Textual Entailment (TE) or Natural Language Inference (NLI) refers to the problem of determining a
directional relation between two text fragments. To specify, given a sentence pair (a, b), the task is to
predict whether b is entailed by a, b is contradicted to a, or whether the relation between a and b is
neutral.
NLI is a central problem in natural language understanding. Recently, the dominating trend of works for
NLI is based on artificial neural networks, which aims at building deep and complex encoder to
transform a sentence into encoded vectors. End-to-end artificial neural networks have reached state-ofthe-art
performance in NLI field. For instance, there are recurrent neural network based encoders, which
recursively concatenate each word with its previous memory, until the whole information of a sentence
has been derived. The most common RNN encoders are Long Short-Term Memory Networks (LSTM;
Hochreiter and Schmidhuber, 1997) and Gated Recurrent Unit (Cho et al., 2014). RNNs have surpassed
the performance of traditional baselines in many NLP tasks (Dai et al., 2015). There are also
convolutional neural network (LeCun et al., 1989) based encoders, which concatenate the sentence
information by applying multiple convolving filters over the sentence. CNNs have achieved state-ofthe-art
results on computer vision (Krizhevsky et al., 2012), machine translation (Costa-jussà M.R.,
2016) and also on various NLP tasks (Collobert et al., 2011).
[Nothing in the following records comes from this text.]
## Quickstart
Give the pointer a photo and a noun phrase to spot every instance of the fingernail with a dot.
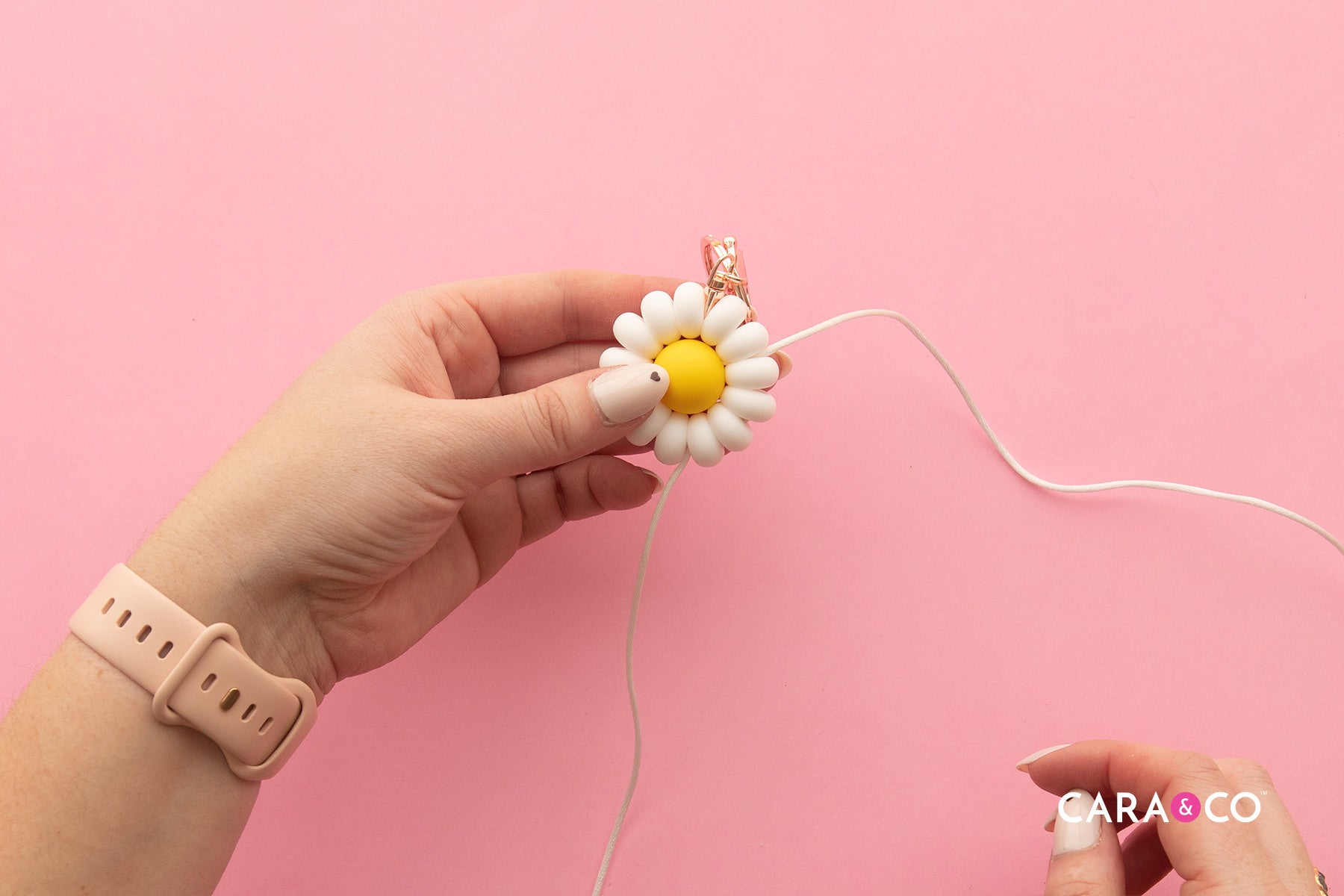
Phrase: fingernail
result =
(1021, 766)
(1075, 836)
(628, 393)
In this paper, we use the model introduced by (Adina Williams et al., 2017) as the baseline model for
the NLI task. The baseline model is consisted with a word-level embedding layer and a BiLSTM
encoder. We augment the baseline model and propose our Character-level Intra Attention Networks
(CIAN). In our CIAN model, we use the character-level convolutional network to replace the standard
word-level embedding layer, and we use the intra attention layer to capture the intra-sentence semantics.
One contribution of our CIAN model is that we implement the character-level convolutional network
introduced by (Kim et al., 2016). Most of the sequence encoders use word-level embedding layer
initialized with pre-trained word vectors such as GloVe (Pennington et al., 2014). In that way, the words
in a sentence are not independent anymore, which helps the encoders to catch more internal information
of a sentence. However, as the growth of vocabulary size in the modern corpus, there will be more and
more out-of-vocabulary (OOV) words that are not presented in the pre-trained word embedding vector.
As the word-level embedding is blind to subword information (e.g. morphemes), it leads to high
perplexities for those OOV words. We use the character-level convolutional network in our model to
exploit the character-level information, which will be computed from the characters of corresponding
word. By doing so, our model gains the ability to learn rich semantic and orthographic features from the
encoding of characters.
Another contribution of our CIAN model is that we implement the intra attention mechanism introduced
by (Z. Yang et al., 2017). The major advantage of attention mechanism is the ability to efficiently encode
long sentences. As the size of the input grows, models that do not use attention will miss information and precision if they only use the final representation. Attention is a clever way to fix this issue and
experiments indeed confirm the intuition. Another advantage of attention mechanism is that we can
enhance the interpretability of the model by visualizing the attention weights of an encoded sentence.
We conduct the visualization of the attention weights in chapter 5, which helps us to understand how
the model judges the textual entailment relation between two sentences.
The proposed CIAN is implemented using Keras and evaluated upon a newly published MNLI corpus
in the RepEval 2017 workshop. The test accuracy for the CIAN model upon matched test dataset is
improved with 0.9 percent compared with the baseline model. Based on the improved result, we
published a paper with title Character-level Intra Attention Networks for Natural Language Inference
in the RepEval 2017 workshop, as an achievement of this thesis.
To summarize, the CIAN model presented in this paper is a sequence encoder that has the ability to to
encode long sentence in character-level with rich semantic and orthographic features. Also, the attention
mechanism provides high interpretability of the model that allows people to understand how the model
doing its task. As it’s an end-to-end neural network that does not need any specific pre-processing or
outside data like pre-trained word embeddings. It can be easily applied to other encoder architecture
tasks such as language modeling, sentiment analysis and question answering. |